Why, after all, rile the Chinese and trigger a trade war? The timing is terrible. And no one ever wins a trade war. So what if there is an imbalance? We're still prospering.
But as Martin Feldstein pointed out in a recent Wall Street Journal article, the real issue isn't a trade deficit. The real issue is theft of American technology, cyberattacks that knee-cap U.S. businesses and threaten national security.
Chinese hackers routinely siphon off classified military data -- new aircraft design, missile delivery systems, submarine tracking defenses. The thefts, which have become commonplace in recent years, are now threatening to compromise our most advanced technical systems. A defense official was quoted as saying, "They are looking for digital weaknesses. An asymmetric way to engage the United States without ever firing a shot."
On the business side, Chinese lawlessness has reached new heights. It is now common practice for China to require technology transfer as a condition for doing business. Sell us a plane? Okay, first give us the classified specs on lift and the new technology on in-flight navigation.
Design and production secrets are one thing. Patents are something else. The Chinese have been stealing U.S. patents forever.
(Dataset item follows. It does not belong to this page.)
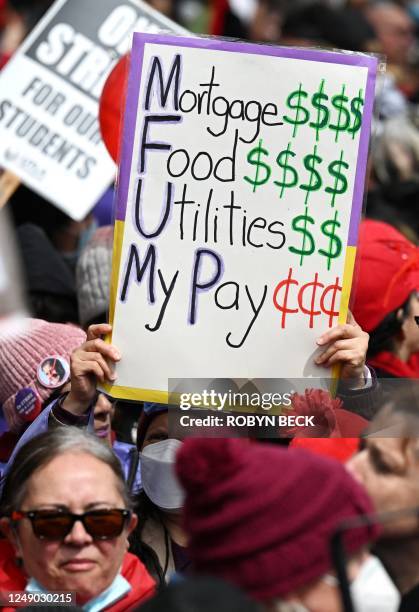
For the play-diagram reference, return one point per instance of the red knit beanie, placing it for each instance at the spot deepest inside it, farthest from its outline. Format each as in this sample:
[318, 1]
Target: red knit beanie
[261, 517]
[388, 273]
Not just on defense items, but on everything. Acknowledging patent validity and paying licensing fees is an unknown concept in Beijing.
Here's a personal story. Many years ago, when I was heading R&D for a chemical business, a brilliant chemist in our operation devised a breakthrough process for making a specialty chemical -- a high-value flavor enhancer for the food industry. The new process halved the manufacturing cost and ensured a dominant market position.
We, of course, patented the process and the product-by-process as was the practice in those days. Some time later a Chinese firm entered the market and significantly undercut our price for the flavor enhancer. We analyzed the Chinese product and found, to our naive surprise, an impurity profile identical to that of our product. The Chinese had ignored our patent and used our patented technology to leapfrog into the market, illegally.
That was many years ago. Theft of intellectual property was going on way back then. Our loss was small potatoes compared to what's happening today.
Feldstein writes, "Beijing's plan is to dominate global markets [by 2025] in a range of high-tech products. Its strategy is to give large subsidies to state-owned companies and supplement their research with technology stolen from American and other Western companies."
The FBI recently told Congress that Chinese theft of American technology is the biggest threat to our national security today and a serious drag on economic growth.
That's why Trump is threatening massive tariffs. Let's hope he stands fast. There's a lot at stake.